UBC Theses and Dissertations
Reimagining sexual health education : centering youths' perspectives Yoon-Potkins, Qwisun
Sexual health education (SHE) is a provincially mandated element of the school health curriculum in British Columbia. Though intended to provide students with a comprehensive understanding of sexual health, I argue that the current top-down approach to designing and implementing SHE curriculum works to uphold colonial ideologies that limit, rather than enhance, youths’ knowledge regarding sexual health. Employing an interview- and observation-based study and utilizing reflexive thematic analysis, this study explores how bottom-up approaches to SHE, centering the experiences and stories of secondary-school-aged youth, have the potential to shift dominant narratives, not only for youth individually, but also within and beyond their wider communities. Grounded in an ethics of hospitality, participation, and critical hope, the following questions guide my study: (1) How can storytelling and collaborative dialogue provide insight into the messaging that youth have received about sexual health? (2) What do these stories tell us about the kinds of issues that youth are experiencing in the context of sexual health? (3) What do these stories tell us about the kind of SHE that youth want?
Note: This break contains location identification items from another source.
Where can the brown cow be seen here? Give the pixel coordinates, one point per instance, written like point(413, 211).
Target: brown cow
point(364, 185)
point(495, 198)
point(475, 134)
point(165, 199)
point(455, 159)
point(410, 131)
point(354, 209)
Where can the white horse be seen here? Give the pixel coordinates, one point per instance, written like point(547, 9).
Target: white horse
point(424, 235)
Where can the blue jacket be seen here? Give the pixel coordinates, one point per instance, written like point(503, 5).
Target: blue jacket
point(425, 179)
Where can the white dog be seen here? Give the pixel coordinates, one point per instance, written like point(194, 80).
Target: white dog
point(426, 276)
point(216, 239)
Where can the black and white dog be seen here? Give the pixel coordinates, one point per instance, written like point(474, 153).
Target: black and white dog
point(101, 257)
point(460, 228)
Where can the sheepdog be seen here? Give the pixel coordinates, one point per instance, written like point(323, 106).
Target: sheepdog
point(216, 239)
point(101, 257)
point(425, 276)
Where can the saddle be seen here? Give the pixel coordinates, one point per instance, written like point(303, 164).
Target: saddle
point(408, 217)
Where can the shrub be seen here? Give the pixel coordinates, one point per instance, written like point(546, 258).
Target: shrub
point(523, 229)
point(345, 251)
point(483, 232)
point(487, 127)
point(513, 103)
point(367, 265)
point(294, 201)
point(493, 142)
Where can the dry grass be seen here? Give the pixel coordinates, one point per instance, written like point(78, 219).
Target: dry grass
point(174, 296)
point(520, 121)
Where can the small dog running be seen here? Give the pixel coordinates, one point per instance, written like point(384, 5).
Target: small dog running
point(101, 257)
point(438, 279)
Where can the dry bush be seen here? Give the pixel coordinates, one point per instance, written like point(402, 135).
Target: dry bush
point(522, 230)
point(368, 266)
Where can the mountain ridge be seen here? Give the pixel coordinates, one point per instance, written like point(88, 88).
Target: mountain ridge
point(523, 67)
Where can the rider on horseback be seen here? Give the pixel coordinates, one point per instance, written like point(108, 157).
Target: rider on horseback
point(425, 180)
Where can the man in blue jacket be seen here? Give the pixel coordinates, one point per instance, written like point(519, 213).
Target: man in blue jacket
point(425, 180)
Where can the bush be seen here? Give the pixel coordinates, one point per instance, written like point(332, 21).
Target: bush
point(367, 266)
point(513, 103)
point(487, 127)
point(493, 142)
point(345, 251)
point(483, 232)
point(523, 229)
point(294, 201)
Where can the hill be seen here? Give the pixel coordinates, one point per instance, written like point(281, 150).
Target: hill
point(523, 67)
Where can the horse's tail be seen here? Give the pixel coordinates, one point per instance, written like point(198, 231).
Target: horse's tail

My research challenges current colonial approaches to SHE by engaging youth, as experts in their own lives, in a collaborative process of reimagining what SHE might look like in BC secondary schools. Findings illuminate the transformative potential of bottom-up approaches to curriculum and pedagogy. In comparison to top-down approaches, which perpetuate or impose cultural norms on the knowledge being disseminated, bottom-up approaches have the power to change cultural and societal norms by (re)establishing what “the norm” looks like, directly from the perspective of those being affected; that is, youth. Buy-in, when it comes to SHE, is pivotal; if young people are not engaged in their learning, it runs the risk of perpetuating dominant sexual health discourses and overlooks opportunities to challenge accepted norms. The findings from this study contribute to a deeper understanding of youth voice in curriculum development, and how it can spur long-term systemic change, starting with sexual health.